Ms. MacKinnon, whose tight white face and 19th-century hairdo made her look like Carrie Nation on the South Beach diet, launched into a tirade about how “Inside Deep Throat” had failed to point out that Lovelace had been a victim of “throat rape.” (Lovelace couldn’t tell us herself because she is dead. One of the weaknesses of the documentary is the pathos of her story is largely ignored). Ms. MacKinnon’s “feminist fundamentalism” immediately came under fire from Mr. Dershowitz, who went on a stem-winder about how there is zero evidence of ill effects on society at large from pornography and how female sexual exploitation is no different from the exploitation of young black basketball players at school.


Ms. Regan’s melodic baritone then seemed to back up Ms. MacKinnon, albeit in a mode that still allowed her to have it all ways. Every porn star she has encountered, she said, is a victim of sexual abuse. Ms. Jameson is a deeply sad woman. Her “issues” are still “unresolved.” That’s why Ms. Regan helped her tell her story and titled the book “How to Make Love Like a Porn Star: A Cautionary Tale.”(Ms. Regan didn’t buy Ms. MacKinnon’s charge, however, that Lovelace had to be hypnotized in order to perform her sexual feats. “I took voice training,” Ms. Regan explained to me afterwards. “I’m pretty sure it can be done.”)

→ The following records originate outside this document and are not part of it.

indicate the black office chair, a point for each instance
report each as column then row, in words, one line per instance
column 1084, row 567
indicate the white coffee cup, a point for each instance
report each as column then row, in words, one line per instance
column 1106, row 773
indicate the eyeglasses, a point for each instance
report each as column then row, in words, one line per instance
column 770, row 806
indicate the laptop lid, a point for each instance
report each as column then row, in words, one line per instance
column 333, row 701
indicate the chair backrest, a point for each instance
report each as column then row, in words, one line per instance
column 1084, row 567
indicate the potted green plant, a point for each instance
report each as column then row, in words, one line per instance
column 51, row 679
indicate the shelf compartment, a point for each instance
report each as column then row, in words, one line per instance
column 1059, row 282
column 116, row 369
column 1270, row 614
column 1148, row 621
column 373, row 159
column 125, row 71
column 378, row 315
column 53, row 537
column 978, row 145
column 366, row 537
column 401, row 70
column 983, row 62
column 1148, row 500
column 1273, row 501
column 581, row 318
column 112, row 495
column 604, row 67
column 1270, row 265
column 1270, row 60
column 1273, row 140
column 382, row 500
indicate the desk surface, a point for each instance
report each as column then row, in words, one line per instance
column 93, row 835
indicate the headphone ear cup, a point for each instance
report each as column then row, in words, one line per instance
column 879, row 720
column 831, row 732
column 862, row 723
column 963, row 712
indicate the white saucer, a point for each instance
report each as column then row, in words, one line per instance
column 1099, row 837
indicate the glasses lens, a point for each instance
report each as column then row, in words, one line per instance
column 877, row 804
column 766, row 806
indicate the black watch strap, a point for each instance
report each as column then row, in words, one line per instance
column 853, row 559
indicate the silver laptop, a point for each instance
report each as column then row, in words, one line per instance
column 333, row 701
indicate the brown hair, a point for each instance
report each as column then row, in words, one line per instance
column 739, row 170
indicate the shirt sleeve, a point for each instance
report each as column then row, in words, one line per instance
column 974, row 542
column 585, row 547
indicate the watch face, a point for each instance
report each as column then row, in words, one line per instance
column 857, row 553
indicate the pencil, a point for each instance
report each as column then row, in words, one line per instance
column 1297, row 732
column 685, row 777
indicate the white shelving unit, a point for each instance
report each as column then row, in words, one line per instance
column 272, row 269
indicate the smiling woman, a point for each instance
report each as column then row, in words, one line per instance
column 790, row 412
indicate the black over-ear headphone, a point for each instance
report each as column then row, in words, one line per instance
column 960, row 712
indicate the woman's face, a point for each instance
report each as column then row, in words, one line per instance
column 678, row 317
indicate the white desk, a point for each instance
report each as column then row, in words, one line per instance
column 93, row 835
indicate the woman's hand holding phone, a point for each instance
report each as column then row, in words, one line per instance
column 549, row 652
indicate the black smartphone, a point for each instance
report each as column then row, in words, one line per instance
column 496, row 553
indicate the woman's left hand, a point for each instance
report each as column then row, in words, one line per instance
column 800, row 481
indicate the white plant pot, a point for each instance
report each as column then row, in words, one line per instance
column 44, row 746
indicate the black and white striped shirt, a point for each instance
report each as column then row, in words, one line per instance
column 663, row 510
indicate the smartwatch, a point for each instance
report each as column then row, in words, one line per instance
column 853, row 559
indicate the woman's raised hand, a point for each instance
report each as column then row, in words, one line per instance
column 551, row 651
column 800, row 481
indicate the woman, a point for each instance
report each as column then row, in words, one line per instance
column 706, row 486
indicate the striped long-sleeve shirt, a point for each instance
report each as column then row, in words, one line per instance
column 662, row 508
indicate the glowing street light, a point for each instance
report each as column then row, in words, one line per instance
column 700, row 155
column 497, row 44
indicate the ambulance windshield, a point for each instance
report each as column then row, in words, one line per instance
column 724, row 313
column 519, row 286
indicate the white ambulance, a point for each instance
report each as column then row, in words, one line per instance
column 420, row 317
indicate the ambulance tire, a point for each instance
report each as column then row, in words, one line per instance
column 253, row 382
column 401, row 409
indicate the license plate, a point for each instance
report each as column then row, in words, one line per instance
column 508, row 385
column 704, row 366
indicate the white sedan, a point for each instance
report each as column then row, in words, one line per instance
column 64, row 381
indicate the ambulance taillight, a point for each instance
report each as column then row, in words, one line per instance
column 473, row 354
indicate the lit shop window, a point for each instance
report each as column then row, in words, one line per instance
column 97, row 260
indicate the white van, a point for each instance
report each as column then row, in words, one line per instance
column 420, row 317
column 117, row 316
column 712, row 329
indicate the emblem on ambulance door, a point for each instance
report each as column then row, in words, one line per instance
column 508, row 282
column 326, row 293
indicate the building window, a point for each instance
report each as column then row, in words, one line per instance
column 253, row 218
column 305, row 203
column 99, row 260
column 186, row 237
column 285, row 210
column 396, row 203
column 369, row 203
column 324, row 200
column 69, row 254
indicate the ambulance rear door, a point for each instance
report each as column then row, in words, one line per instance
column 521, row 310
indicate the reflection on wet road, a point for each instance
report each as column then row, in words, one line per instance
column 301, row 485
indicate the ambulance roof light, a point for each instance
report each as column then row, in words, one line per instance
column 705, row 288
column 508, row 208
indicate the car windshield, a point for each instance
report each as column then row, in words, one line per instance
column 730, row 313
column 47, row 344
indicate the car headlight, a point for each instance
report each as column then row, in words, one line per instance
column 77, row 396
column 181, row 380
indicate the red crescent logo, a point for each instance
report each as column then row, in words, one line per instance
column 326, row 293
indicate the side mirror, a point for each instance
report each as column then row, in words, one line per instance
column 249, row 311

It all reminded me about the real source of nostalgia for that era: The comparatively dizzying level at which the cultural argument was conducted in those days. All that casual brilliance – not Ann Coulter versus Michael Moore but Norman Mailer versus Gore Vidal. It must have been fun to turn on the TV back then. Mr. Mailer’s big, teddy-bear head probably got that size by going on a talk show as good as Dick Cavett’s and knowing he was being listened to.


“What I remember from those times is a sense of exuberance and hope,” Erica Jong, who is also featured in the movie, told me. “We didn’t think it was a joke. We thought sexual freedom would bring world peace. We really thought that if people gave up their inhibitions the world would change. We were wrong.”


In the age of media excess there is no room for that kind of innocent earnestness. Cable culture drains all conviction with the need to pound any idea into an available niche. After the panel was over, half the women secretly found themselves agreeing more with Ms. MacKinnon than with either Mr. Dershowitz or the movie. They wouldn’t be caught dead saying so out loud, of course, for fear of being cast as a retro feminist or, worse, the kind of eye-popping theocon who wages war on SpongeBob SquarePants. That would be almost as uncool as admitting how much more sophisticated and entertaining the Super Bowl ads were under the FCC’s regrettable new strictures to keep it clean.